Tuberculosis kills more than a million people each year. The World Health Organization says it’s the leading cause of death from a single infectious agent — more deadly than HIV/AIDS.
One reason TB is so dangerous is that, out of the 10 million or so infections that arise each year, roughly 500,000 are from drug-resistant Mycobacterium tuberculosis – bacteria immune to physicians’ first, and sometimes second, choice of antibiotics.
M. tuberculosis’ ability to mutate and evolve drug resistance is poorly understood. It’s a problem that naturally interests Dr. Eric Josephs, whose research centers on mutation.
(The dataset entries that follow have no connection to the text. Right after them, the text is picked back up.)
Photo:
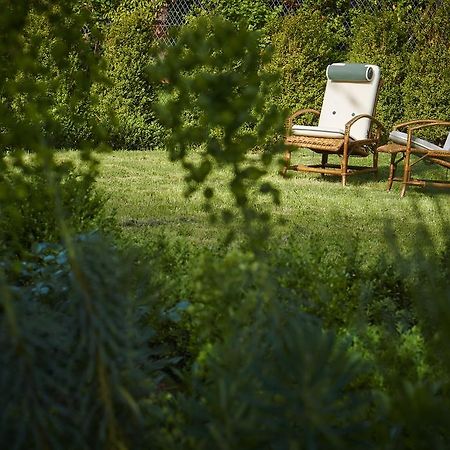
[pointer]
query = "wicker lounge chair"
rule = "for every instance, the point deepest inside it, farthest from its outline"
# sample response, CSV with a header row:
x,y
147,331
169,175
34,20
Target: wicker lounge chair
x,y
404,145
346,124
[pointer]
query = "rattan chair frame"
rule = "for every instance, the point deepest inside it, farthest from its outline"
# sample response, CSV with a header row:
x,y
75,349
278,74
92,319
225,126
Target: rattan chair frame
x,y
399,153
343,147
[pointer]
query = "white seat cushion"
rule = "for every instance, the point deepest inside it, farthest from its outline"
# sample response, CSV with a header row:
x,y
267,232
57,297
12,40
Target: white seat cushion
x,y
303,130
401,138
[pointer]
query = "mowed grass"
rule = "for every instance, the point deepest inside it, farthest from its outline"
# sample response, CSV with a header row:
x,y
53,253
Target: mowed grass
x,y
147,192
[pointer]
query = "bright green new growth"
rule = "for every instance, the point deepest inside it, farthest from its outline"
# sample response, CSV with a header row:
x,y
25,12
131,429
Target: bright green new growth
x,y
216,107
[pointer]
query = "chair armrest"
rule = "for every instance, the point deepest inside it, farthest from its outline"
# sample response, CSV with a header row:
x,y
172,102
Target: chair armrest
x,y
349,124
418,126
297,113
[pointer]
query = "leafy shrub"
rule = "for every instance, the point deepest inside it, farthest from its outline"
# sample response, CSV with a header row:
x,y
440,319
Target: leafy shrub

Most organisms use an ancient molecular proofreading mechanism called DNA mismatch repair. As strands of DNA are replicated in the process of cell generation, mismatch repair reads each new string and, if it finds mistakes, fixes them.
“Almost every organism on the planet has the same proofreading mechanism, except for bacteria related to tuberculosis,” says Josephs, an assistant professor at the Joint School of Nanoscience and Nanoengineering. “They appear to have a weird, independently-evolved proofreading mechanism suggestive of mismatch repair. But people don’t know what proteins are involved or how it works.”
Understanding that mechanism, and what turns it off and allows drug resistance to evolve, could one day unlock new treatments for TB and other diseases.